The Framework states that the Bangsamoro government shall be ministerial, with its chief executive coming from and accountable to the legislative assembly. Bernas believes this “really makes no problem because, while the Constitution specifies a presidential form of national government, it does not have the same prescription for local governments.” He noted that “Metro Manila had a ‘commission form’ of government which was neither prescribed nor prohibited by the 1973 Constitution.”
While taxation is actually a matter that does not require constitutional amendments since Congress can simply expand the powers/rights of the ARMM/Bangsamoro by mere legislation, the exploitation of natural resources and ownership of land is an entirely different matter.
Section 2, Article XII incorporates the regalian doctrine as one of the core principles in the Constitution, asserting: “All lands of the public domain, waters, minerals, coal, petroleum and other mineral oils, all forces of potential energy, fisheries, forests or timber, wildlife, flora and fauna, and other natural resources are owned by the State.” And that State is none other than the Republic of the Philippines.

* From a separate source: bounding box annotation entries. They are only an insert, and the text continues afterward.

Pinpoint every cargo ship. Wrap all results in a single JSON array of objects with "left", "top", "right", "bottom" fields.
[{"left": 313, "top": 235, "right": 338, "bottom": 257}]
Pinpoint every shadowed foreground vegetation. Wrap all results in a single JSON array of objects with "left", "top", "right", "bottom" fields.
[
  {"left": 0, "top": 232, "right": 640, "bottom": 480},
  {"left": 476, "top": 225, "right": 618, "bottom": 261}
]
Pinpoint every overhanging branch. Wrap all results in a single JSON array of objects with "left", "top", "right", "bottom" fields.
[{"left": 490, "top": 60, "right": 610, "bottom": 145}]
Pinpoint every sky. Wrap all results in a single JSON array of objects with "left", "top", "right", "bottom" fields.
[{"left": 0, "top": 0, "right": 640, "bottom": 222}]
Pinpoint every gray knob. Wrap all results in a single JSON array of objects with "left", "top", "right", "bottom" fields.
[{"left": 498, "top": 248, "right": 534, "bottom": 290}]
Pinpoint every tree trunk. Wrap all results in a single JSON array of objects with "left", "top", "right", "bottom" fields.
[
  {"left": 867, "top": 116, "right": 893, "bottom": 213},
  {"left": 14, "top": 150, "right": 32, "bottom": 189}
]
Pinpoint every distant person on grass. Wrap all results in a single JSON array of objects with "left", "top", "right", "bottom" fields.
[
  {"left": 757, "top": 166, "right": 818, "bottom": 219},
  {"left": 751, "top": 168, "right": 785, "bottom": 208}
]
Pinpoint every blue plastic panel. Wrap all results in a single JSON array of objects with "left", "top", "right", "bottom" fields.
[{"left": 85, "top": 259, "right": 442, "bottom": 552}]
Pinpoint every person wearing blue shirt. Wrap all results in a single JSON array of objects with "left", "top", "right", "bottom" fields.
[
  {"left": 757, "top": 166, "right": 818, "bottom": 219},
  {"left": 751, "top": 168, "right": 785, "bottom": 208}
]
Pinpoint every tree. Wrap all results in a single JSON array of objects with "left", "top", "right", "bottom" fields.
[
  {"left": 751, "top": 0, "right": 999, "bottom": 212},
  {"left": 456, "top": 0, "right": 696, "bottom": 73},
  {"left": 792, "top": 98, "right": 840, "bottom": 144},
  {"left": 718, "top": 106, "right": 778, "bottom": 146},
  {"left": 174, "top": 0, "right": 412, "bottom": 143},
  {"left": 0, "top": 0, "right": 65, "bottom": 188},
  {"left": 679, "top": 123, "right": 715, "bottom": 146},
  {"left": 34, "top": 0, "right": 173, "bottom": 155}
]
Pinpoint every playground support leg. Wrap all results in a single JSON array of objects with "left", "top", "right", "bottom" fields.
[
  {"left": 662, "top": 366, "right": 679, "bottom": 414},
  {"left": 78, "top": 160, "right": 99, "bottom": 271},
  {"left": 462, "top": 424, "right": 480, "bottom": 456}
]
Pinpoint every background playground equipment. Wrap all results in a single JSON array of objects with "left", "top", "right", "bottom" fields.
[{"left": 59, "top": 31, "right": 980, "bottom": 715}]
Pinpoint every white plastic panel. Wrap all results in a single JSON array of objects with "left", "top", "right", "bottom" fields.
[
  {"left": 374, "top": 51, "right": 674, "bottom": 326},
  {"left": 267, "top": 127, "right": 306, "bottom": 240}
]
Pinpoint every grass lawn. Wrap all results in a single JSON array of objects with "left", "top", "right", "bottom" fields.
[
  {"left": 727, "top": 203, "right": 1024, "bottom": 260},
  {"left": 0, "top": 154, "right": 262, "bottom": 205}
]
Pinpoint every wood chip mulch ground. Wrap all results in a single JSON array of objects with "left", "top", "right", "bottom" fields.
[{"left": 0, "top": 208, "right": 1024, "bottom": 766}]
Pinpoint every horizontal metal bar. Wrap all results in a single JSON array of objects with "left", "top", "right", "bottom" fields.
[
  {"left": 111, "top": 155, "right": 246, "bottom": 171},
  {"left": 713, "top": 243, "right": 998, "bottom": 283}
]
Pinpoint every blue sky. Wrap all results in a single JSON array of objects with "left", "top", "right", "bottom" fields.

For the MILF, the regalian doctrine is unacceptable because they trace their marginalization from this “traditional system of owning lands.” Its chief negotiator Mohagher Iqbal revealed that the most contentious issue in the wealth-sharing talks was not the percentages of revenues for the national government and the Bangsamoro, but the application of the regalian doctrine to the Framework Agreement.
The regalian doctrine “is the reason why we lost our lands in Mindanao, because our lands are controlled by the state. Our sultanates, our leaders, they all lost their lands because what we were following then was the traditional system of owning lands.” In the end, no reference in the final draft was made regarding the regalian doctrine.
With this fundamental controversy swept under the rug by the peace panels, this could be cause for serious worry and future conflict. Perhaps the government can concede an amendment to accommodate MILF beliefs regarding land ownership, but it is highly doubtful that the Constitution would drop the regalian principle.
One of the most controversial issues surrounding the Framework Agreement is the disarmament of the MILF rebel force and the creation of a Bangsamoro police force. Article X of the Constitution allows regional police to take over peace and order. But Section 21 clearly states: “The defense and security of the regions shall be the responsibility of the National Government.”
The charter also provides for only “one police force, which shall be national in scope and civilian in character, to be administered and controlled by a national police commission.” Moreover, the Constitution makes it clear: “The President shall be the Commander-in-Chief of all armed forces of the Philippines. . .”
No room there, it seems, for a Bangsamoro army handling overall security, plus regional law enforcers separate from the Philippine National Police, with both regional forces beyond the authority of the President. If the peace agreement envisions such armed units, then charter change would again be needed.
Clearly, despite the hoopla over a year ago, much patience and effort will be needed even just on the legal front before lasting peace under a final pact comes to Mindanao.